6. When are dominant alleles expressed?
7. When are recessive alleles expressed?
8. Be familiar with all of the vocabulary (gene, heterozygous, homozygous, dominant,
recessive, allele, trait etc)
9. Be able to complete a punnett square and work problems like the examples in your
notes and on the back of your test topics.
10.What is meant by P generation? F1? F2?
11.What is a test cross? Know how to (and when to) perform a testcross
12.How are genes and alleles related? How are these terms related to homologous
chromosomes?
13.What is a dihybrid cross? Be able to answer questions about a dihybrid cross. Use the
math trick!
7.1
1. Describe what it means to be a "carrier" of a certain gene
2. How do disorders caused by dominant alleles and disorders caused by recessive alleles
differ? give examples. (autosomal dominant vs autosomal recessive) Be able to
complete punnett squares based on this.
3. What kind of disorder is Huntington's disease? Why is it especially devastating (in
terms of inheritance) Draw punnett squares to support your answer
4. How do males and females differ in sex-linked traits? Draw punnett squares to support
your answer (x-linked recessive disorders like hemophilia and color blindness)
5. How do sex-linked genes differ from genes carried on our autosomes?

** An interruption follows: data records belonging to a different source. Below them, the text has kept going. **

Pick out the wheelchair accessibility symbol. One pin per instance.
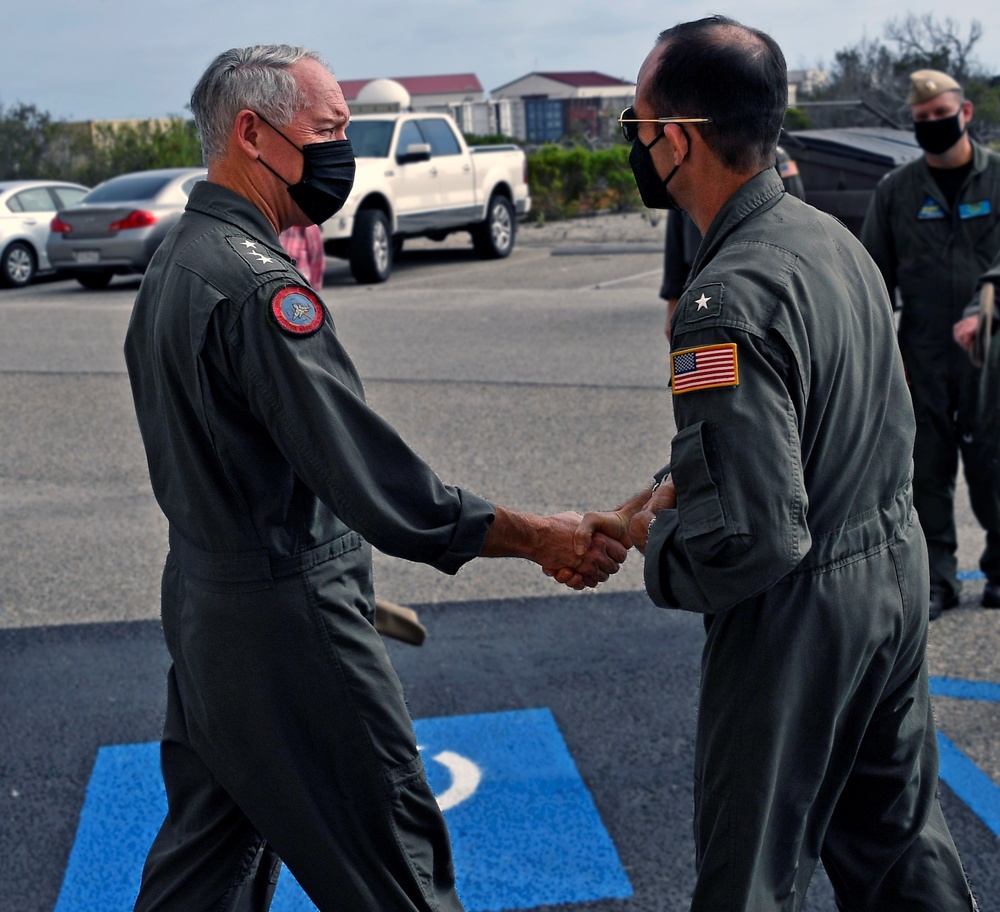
(465, 779)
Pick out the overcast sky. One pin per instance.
(133, 58)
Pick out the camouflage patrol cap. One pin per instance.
(928, 84)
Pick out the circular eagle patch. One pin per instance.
(297, 310)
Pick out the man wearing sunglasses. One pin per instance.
(786, 514)
(683, 237)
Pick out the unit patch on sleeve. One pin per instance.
(296, 310)
(705, 367)
(788, 169)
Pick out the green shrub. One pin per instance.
(568, 182)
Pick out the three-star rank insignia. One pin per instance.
(259, 257)
(296, 310)
(704, 302)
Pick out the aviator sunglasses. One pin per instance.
(630, 123)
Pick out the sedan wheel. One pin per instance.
(17, 268)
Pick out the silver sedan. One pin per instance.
(117, 227)
(26, 208)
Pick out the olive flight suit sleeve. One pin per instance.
(877, 235)
(740, 522)
(304, 389)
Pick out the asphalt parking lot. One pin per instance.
(538, 381)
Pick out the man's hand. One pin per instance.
(964, 331)
(664, 497)
(550, 542)
(629, 524)
(577, 569)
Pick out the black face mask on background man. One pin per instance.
(327, 177)
(652, 187)
(938, 136)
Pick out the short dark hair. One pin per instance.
(718, 68)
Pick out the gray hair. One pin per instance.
(255, 78)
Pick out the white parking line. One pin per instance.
(610, 282)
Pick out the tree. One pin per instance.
(23, 134)
(923, 43)
(875, 75)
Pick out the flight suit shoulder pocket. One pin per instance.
(700, 509)
(707, 521)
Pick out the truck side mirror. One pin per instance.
(414, 152)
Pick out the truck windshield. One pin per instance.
(370, 138)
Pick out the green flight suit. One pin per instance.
(286, 734)
(794, 533)
(933, 257)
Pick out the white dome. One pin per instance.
(384, 92)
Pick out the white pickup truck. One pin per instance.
(416, 177)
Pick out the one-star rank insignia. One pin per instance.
(296, 310)
(704, 302)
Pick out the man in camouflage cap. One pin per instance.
(933, 227)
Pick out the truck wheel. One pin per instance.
(493, 238)
(18, 266)
(371, 247)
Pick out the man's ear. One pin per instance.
(678, 142)
(246, 133)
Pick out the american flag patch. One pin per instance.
(704, 368)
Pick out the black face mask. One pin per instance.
(652, 188)
(938, 136)
(327, 177)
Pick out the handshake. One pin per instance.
(580, 551)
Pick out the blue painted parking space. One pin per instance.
(965, 779)
(524, 828)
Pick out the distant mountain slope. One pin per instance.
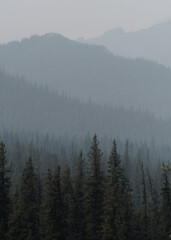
(90, 72)
(152, 43)
(28, 108)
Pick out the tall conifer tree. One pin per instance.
(95, 191)
(4, 193)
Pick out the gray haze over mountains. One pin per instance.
(152, 43)
(28, 109)
(90, 72)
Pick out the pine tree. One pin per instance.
(118, 201)
(153, 210)
(52, 219)
(143, 214)
(24, 221)
(165, 206)
(95, 192)
(69, 204)
(80, 199)
(4, 193)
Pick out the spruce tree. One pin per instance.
(95, 192)
(80, 199)
(118, 213)
(4, 193)
(52, 219)
(165, 206)
(69, 204)
(24, 221)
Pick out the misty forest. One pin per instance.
(85, 136)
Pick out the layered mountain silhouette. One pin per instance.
(152, 43)
(27, 108)
(90, 72)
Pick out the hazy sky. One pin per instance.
(77, 18)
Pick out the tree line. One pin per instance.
(94, 202)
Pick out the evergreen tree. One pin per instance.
(69, 204)
(153, 211)
(80, 199)
(165, 206)
(4, 193)
(52, 220)
(95, 192)
(24, 221)
(118, 213)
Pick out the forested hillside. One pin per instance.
(103, 197)
(27, 108)
(89, 72)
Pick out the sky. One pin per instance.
(77, 18)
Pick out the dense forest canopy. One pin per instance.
(121, 198)
(28, 108)
(89, 72)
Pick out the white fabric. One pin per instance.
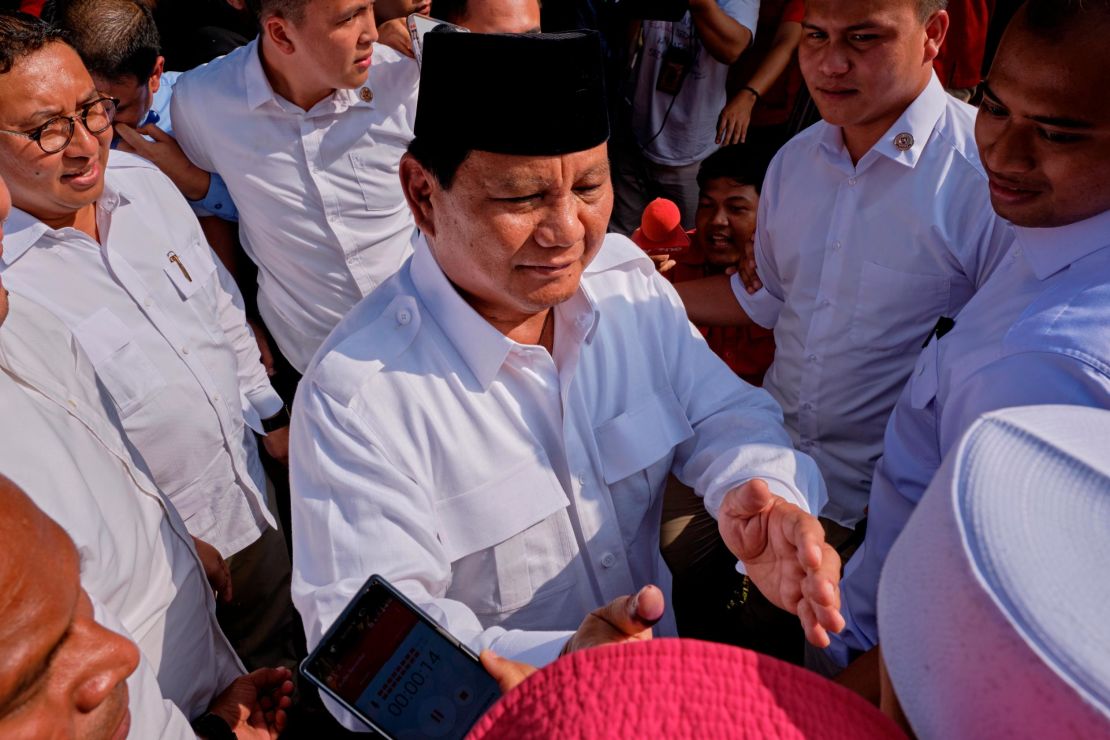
(152, 716)
(60, 444)
(174, 352)
(858, 263)
(686, 134)
(992, 602)
(506, 492)
(1037, 333)
(320, 205)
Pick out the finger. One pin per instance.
(155, 133)
(508, 673)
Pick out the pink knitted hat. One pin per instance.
(667, 688)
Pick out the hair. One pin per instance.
(21, 36)
(441, 159)
(115, 38)
(448, 10)
(1057, 18)
(292, 10)
(744, 163)
(926, 8)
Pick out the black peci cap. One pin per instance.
(513, 93)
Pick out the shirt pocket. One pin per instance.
(895, 310)
(380, 183)
(485, 533)
(637, 450)
(121, 365)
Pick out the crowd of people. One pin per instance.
(596, 323)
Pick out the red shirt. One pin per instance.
(959, 63)
(746, 350)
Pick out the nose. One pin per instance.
(1006, 147)
(562, 224)
(106, 659)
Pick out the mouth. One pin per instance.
(1007, 191)
(84, 178)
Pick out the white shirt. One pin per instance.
(505, 490)
(680, 130)
(172, 350)
(858, 263)
(61, 445)
(1037, 333)
(320, 205)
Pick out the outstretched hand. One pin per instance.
(786, 556)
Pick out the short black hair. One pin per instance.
(293, 10)
(1056, 18)
(745, 163)
(22, 34)
(114, 38)
(441, 159)
(448, 10)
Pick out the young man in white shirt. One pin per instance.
(306, 125)
(1038, 332)
(115, 253)
(492, 428)
(678, 90)
(873, 225)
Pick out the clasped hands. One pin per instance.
(784, 551)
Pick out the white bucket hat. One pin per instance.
(995, 602)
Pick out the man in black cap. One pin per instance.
(492, 428)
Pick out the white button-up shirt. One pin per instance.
(61, 445)
(163, 324)
(505, 489)
(320, 205)
(1037, 333)
(858, 263)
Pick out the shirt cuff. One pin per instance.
(760, 306)
(265, 402)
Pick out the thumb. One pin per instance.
(747, 500)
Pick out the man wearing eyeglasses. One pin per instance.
(109, 245)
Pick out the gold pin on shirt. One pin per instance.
(181, 265)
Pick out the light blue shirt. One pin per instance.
(1037, 333)
(218, 201)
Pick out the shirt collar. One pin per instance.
(259, 90)
(483, 347)
(904, 141)
(1049, 251)
(22, 231)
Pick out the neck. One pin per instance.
(859, 139)
(83, 220)
(281, 71)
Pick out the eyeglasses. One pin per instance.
(56, 134)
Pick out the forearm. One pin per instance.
(723, 36)
(777, 59)
(710, 302)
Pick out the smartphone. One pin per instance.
(421, 24)
(391, 666)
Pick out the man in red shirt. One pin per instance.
(728, 182)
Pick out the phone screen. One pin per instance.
(390, 664)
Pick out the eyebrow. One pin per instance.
(1057, 121)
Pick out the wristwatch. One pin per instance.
(276, 422)
(212, 727)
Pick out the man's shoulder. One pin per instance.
(374, 334)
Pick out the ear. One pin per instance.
(419, 184)
(276, 30)
(155, 77)
(936, 28)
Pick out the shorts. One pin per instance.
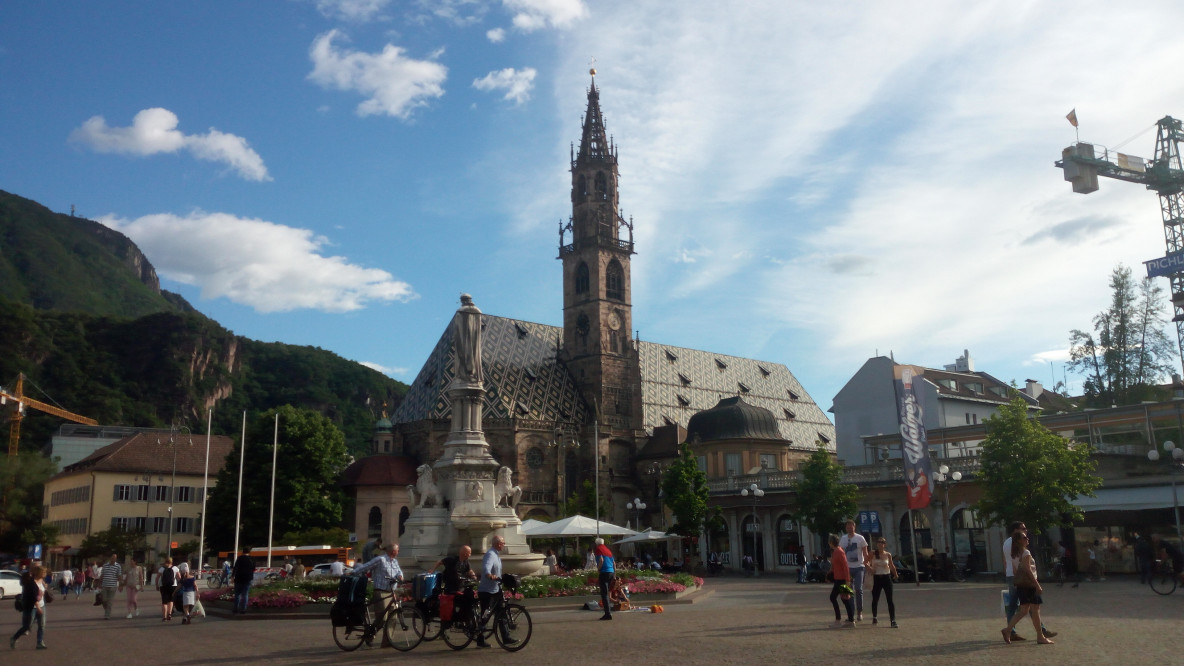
(1028, 595)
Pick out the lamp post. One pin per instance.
(172, 487)
(757, 493)
(946, 479)
(637, 506)
(655, 469)
(1177, 460)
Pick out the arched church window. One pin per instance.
(581, 279)
(374, 523)
(615, 281)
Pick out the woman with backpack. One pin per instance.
(166, 582)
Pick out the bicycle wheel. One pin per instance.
(351, 638)
(518, 628)
(404, 628)
(1163, 581)
(457, 634)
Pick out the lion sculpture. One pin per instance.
(425, 488)
(506, 493)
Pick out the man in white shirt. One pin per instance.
(856, 549)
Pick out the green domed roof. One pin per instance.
(733, 418)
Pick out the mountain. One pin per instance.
(83, 317)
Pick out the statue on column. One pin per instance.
(467, 337)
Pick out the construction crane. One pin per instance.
(1163, 174)
(18, 414)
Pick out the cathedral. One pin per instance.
(555, 397)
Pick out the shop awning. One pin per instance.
(1128, 499)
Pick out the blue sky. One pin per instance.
(810, 183)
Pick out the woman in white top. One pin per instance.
(134, 581)
(883, 572)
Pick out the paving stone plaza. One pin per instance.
(734, 620)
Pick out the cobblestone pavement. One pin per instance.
(734, 621)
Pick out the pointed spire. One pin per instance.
(594, 142)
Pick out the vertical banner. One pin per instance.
(914, 447)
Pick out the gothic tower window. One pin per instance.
(581, 279)
(615, 281)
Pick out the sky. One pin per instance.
(810, 184)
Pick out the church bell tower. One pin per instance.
(598, 344)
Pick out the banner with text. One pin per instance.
(913, 444)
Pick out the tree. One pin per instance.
(1128, 351)
(311, 455)
(23, 481)
(822, 500)
(684, 486)
(1030, 473)
(120, 542)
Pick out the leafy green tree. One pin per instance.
(684, 486)
(1128, 351)
(121, 542)
(1030, 473)
(822, 500)
(23, 480)
(311, 455)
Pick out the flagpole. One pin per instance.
(205, 491)
(242, 456)
(271, 518)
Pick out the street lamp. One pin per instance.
(637, 506)
(1177, 461)
(946, 479)
(656, 472)
(172, 487)
(757, 493)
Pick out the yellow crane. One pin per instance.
(18, 414)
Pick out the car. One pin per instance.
(322, 570)
(10, 583)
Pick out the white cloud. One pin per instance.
(385, 370)
(257, 263)
(393, 83)
(154, 130)
(516, 83)
(535, 14)
(358, 11)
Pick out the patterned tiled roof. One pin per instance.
(677, 383)
(523, 379)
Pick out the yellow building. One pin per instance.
(139, 482)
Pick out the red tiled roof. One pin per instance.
(150, 452)
(380, 469)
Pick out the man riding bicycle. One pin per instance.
(489, 589)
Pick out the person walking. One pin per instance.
(166, 582)
(841, 574)
(883, 572)
(134, 582)
(607, 569)
(856, 549)
(110, 577)
(188, 593)
(32, 597)
(387, 575)
(244, 575)
(1028, 588)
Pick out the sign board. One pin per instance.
(1165, 266)
(869, 522)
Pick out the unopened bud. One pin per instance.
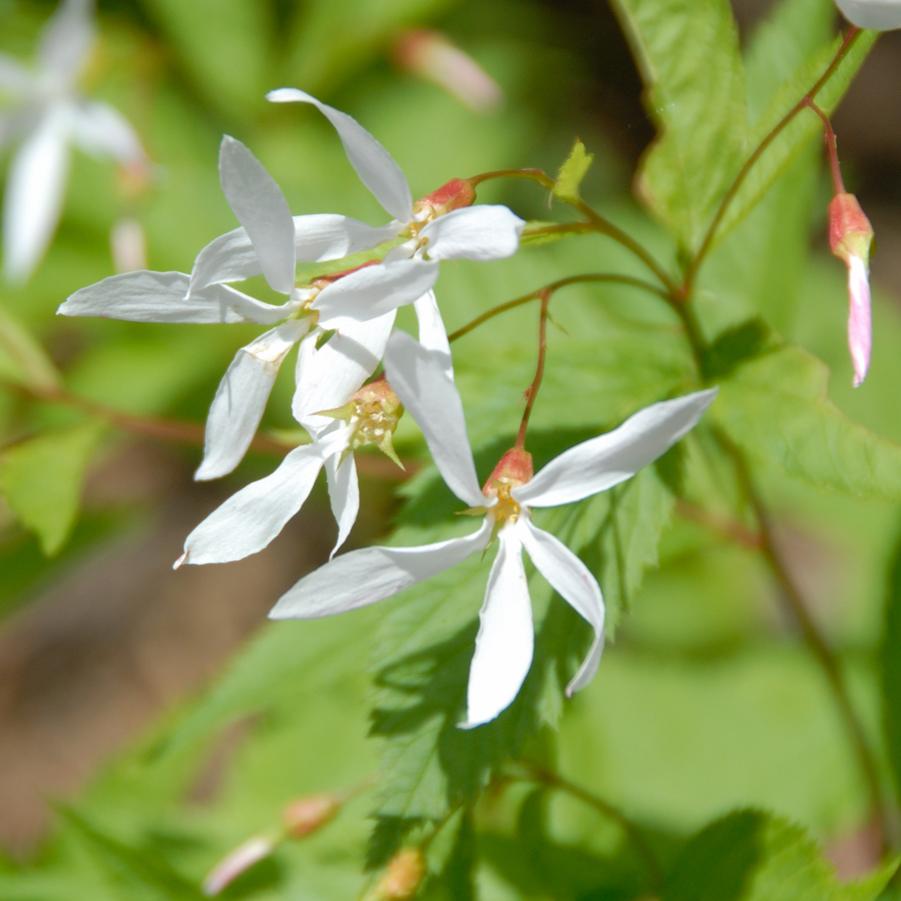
(305, 815)
(403, 876)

6. What is X chromosome inactivation and why does it occur?
7. Describe X-inactivation by explaining the colorings of Calico cats.
8. How are the X and Y chromosomes different?
7.2-7.4
1. Understand and be able to provide examples of codominance (use blood typing as your
example). Be able to complete Punnett squares for codominant traits
2. Understand and be able to provide examples of incomplete dominance. Be able to
complete Punnett squares for incompletely dominant traits
3. Describe and give examples of polygenic traits
4. What is a linkage map? be able to draw a linkage map
5. What is a karyotype?
6. Be able to fill in genotypes on a pedigree when given mode of inheritance
Name: ___________________________________
Practice Problems
1. Sickle cell anemia is an autosomal recessive disorder. Cross a homozygous recessive parent with a
heterozygous parent. What are the chances a child from these parents would have sickle cell?
2. Marfan syndrome is an autosomal dominant disorder. Cross a homozygous dominant parent with a
homozygous recessive parent. What are the chances a child from these parents would have Marfan
syndrome?
3. Duchenne muscular dystrophy is a sex-linked recessive disorder. Cross a carrier mother with a
normal father. What are the chances a female child from these parents would have Duchenne
muscular dystrophy? Male?
4. Hunter’s syndrome Is a sex-linked recessive disorder. Cross a homozygous recessive mother with a
normal father. What are the chances a female child from these parents would have Hunter’s
syndrome? Male?
5. Rett syndrome is a sex-linked dominant disorder. Cross a heterozygous mother with a father
carrying the dominant allele. What are the chances a female child from these parents would have
Rett syndrome? Male?
6. If hair texture in humans shows incomplete dominance. What phenotype(s) would the offspring
exhibit if a curly haired individual is crossed with a straight haired individual?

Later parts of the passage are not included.